Contents
Quick answer
Do not push a deeper route just because you reached the entrance once. Use environmental oxygen, carry Air Bladders, upgrade to the Standard Air Tank when Silver allows it, and turn back when the route has two unknowns at the same time: low oxygen plus poor landmarks, hostile pressure, or a cave you have not mapped. Scanner and Bioscanner routes are especially bad places to gamble, because scanning makes you stop moving.
Field notes for deeper dives
One entrance does not make a route
Reaching a cave mouth once only proves you found it. A route starts when you can return, leave, and explain the landmarks without panic.
Scanning spends oxygen twice
You lose time while scanning, then lose more time turning yourself back toward the exit. Add that cost before chasing fragments in deep water.
Leave with a note, not a story
If the dive gets messy, go home with one clear note: the turn-back cue, the missing upgrade, or the landmark you need next time.
How to judge a deeper dive
Check the return before the reward
Before chasing a scan, wreck, or rare material, ask how you will get back. If the route only works when nothing goes wrong, it is not ready yet.
Use temporary oxygen on scouting trips
Oxygen Tunics, Bloom Sap funnels, cave air pockets, and Air Bladders are route tools. Use them to learn the area before spending materials on a longer plan or committing to a long scan route.
Upgrade when Silver stops blocking you
The Standard Air Tank changes how caves feel. If Silver is the bottleneck, fix that route first instead of forcing deeper trips with the starter timer.
Treat depth as a checklist
A deeper route needs enough O2, a landmark chain, empty inventory slots, one backup air source, and a reason to be there. Curiosity alone is how long swims turn ugly.
Separate scouting from collecting
If the goal is a new biome, wreck, or Bioscanner lead, take notes first and collect on the second trip.
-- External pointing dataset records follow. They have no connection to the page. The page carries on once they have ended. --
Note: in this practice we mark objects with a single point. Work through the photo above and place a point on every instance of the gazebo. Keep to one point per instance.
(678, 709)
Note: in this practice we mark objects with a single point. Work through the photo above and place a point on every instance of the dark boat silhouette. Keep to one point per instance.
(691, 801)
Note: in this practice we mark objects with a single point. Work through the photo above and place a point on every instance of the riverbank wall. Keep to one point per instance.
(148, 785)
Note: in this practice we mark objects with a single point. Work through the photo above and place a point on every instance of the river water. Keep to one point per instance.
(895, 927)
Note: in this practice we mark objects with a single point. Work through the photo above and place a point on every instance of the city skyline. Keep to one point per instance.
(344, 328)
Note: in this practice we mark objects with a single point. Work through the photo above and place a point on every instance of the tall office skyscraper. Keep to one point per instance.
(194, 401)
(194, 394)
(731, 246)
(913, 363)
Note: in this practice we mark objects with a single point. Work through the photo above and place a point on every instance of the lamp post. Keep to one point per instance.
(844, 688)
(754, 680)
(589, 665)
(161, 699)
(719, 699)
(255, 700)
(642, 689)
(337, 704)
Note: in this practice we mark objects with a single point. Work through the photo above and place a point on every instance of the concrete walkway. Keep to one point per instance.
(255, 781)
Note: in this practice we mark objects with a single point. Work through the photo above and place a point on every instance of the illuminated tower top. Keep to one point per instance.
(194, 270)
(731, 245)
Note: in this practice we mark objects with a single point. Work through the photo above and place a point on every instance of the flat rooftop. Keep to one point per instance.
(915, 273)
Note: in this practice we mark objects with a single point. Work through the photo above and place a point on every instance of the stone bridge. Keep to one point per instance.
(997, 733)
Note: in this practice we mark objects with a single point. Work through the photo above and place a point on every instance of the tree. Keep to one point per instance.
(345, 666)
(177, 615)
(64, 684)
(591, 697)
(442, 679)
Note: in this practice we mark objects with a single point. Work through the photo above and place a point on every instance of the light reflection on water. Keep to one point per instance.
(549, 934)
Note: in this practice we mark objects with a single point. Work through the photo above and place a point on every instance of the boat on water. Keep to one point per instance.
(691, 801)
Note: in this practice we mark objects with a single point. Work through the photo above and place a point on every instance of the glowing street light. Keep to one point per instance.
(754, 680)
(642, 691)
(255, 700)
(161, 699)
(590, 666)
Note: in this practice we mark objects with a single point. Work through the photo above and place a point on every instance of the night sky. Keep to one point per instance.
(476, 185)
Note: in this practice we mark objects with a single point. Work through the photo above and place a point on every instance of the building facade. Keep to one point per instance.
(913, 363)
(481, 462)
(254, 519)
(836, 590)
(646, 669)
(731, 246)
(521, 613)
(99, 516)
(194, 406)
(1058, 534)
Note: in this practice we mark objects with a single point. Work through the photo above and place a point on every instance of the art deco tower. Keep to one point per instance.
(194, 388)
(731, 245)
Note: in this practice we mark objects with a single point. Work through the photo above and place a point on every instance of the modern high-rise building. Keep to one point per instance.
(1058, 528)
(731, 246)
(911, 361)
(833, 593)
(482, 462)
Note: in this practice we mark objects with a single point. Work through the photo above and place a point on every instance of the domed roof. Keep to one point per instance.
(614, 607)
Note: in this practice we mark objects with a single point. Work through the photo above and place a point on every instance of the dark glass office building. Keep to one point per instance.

A full inventory makes every oxygen mistake more annoying.
Dive decision card
Green
Repeat
Known route, clear landmark chain, spare oxygen.
Yellow
Scout
One unknown is fine if you have a clean return plan.
Red
Leave
Low O2 plus bad visibility, cave turns, or no backup.
Depth readiness checks
| Question | Safe answer |
|---|---|
| Can I describe the way back? | Yes, with a starting landmark, midpoint cue, and return cue. |
| Do I have backup oxygen? | Carry an Air Bladder or know where the next environmental oxygen reset is. |
| Is this a cave or wreck route? | Leave earlier than open water. Bad turns cost more in enclosed routes. |
| Am I low on inventory space? | Go home first. A full backpack makes every deep trip less useful. |
| Is the goal patch-sensitive? | Check current notes before trusting old resource or biome advice. |
| Will I need to scan? | Leave more O2 than usual because scanning locks you in place. |
Depth greed wastes more time than turning back
The best Subnautica 2 runs often end early. A clean return with one useful note beats a long panic swim that leaves you with no route, no inventory space, and no idea where the cave entrance was.
FAQ
How do I know when I can dive deeper in Subnautica 2?
Dive deeper when you have better oxygen, a route you can describe, a backup air source, and a clear objective such as a scan, material, or base staging check.
What should I do if I keep running out of oxygen?
Shorten the route, use environmental oxygen, carry Air Bladders, and work toward the Standard Air Tank instead of trying to brute-force the same cave.
Is the Standard Air Tank worth rushing?
Yes, once you can spare Silver, Titanium, and Rubber. It makes early cave and scan routes much less brittle.
Should I ignore a deep resource if oxygen is tight?
Usually yes. Mark the route, leave, upgrade, and come back. A known route is more useful than one risky grab.